Definition: Let $G$ be a matrix Lie group, let $\Pi$ be a representation of
$G$ acting on the space $V$, and let $\Sigma$ be a representation of $G$ acting on the space $W$. A linear map $\phi : V \rightarrow W$ is called an intertwining map of representations if $\phi(\Pi(A) v)=\Sigma(A) \phi(v)$ for all $A \in G$ and all $v \in V$.

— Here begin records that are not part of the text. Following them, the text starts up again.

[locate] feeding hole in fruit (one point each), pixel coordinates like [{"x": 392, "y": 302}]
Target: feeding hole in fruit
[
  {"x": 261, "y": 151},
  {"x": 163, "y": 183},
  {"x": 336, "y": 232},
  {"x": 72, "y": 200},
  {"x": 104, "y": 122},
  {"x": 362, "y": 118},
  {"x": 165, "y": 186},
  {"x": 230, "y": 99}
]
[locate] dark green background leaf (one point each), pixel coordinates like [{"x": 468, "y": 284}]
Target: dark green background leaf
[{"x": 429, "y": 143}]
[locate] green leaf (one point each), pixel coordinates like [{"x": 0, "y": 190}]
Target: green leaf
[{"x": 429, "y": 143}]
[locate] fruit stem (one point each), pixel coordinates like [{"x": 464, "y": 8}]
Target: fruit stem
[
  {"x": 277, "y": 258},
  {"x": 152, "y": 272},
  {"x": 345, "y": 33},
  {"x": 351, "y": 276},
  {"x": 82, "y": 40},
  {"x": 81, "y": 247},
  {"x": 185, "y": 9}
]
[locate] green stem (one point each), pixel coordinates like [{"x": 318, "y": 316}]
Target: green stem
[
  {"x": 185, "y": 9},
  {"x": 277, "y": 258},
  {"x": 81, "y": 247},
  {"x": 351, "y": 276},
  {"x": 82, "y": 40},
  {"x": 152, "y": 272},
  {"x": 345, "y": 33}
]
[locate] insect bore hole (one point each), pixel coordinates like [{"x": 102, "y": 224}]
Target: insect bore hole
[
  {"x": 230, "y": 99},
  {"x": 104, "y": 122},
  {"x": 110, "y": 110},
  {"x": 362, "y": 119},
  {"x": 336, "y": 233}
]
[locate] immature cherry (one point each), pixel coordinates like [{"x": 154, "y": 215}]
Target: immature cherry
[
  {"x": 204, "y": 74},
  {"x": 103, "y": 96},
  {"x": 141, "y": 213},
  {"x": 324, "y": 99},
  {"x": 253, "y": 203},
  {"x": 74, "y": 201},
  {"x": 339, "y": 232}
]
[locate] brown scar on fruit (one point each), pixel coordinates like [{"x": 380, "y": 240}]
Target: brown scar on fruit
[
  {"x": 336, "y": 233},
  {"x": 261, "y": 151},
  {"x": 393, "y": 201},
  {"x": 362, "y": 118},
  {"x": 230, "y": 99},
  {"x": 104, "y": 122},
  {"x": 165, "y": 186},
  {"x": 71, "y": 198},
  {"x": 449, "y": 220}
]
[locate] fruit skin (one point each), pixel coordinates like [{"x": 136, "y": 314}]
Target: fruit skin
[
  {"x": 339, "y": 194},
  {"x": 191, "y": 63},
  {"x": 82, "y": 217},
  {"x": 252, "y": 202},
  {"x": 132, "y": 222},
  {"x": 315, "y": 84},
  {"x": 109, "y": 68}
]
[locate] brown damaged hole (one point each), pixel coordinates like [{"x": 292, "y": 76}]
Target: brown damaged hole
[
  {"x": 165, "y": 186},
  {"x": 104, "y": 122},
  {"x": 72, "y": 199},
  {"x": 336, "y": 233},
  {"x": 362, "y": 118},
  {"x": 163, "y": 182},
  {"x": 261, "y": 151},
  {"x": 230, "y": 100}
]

The intertwining maps of representations of a Lie algebra are defined analogously. If $\phi$ is an intertwining map of representations and, in addition, $\phi$ is invertible, then $\phi$ is said to be an equivalence of representations. If there exists an isomorphism between $V$ and $W,$ then the representations are said to be equivalent.
My attempt:
Assume that $\pi_1, \pi_2$ are associated Lie algebra representations that are equivalent. Then $\exists$ $\phi$ such that $\phi(\pi_1(X) v)=\pi_2(X) \phi(v)$ for all $X \in \mathfrak{g}$ and all $v \in V $. Also, $\pi_i(X)=\frac{d}{d t} \Pi_i\left.\left(e^{t X}\right)\right|_{t=0}$, where $i=1,2$.
Now I need to use both of this to show that $\Pi_1,\Pi_2$ are equivalent. Any hint to proceed will be helpful. Thanks.
Best Answer
Hint : $G$ is connected, therefore generated by $\exp (\mathfrak{g})$. Moreover, if $\phi$ commutes with $X$, it commutes with $X^2,X^3,...$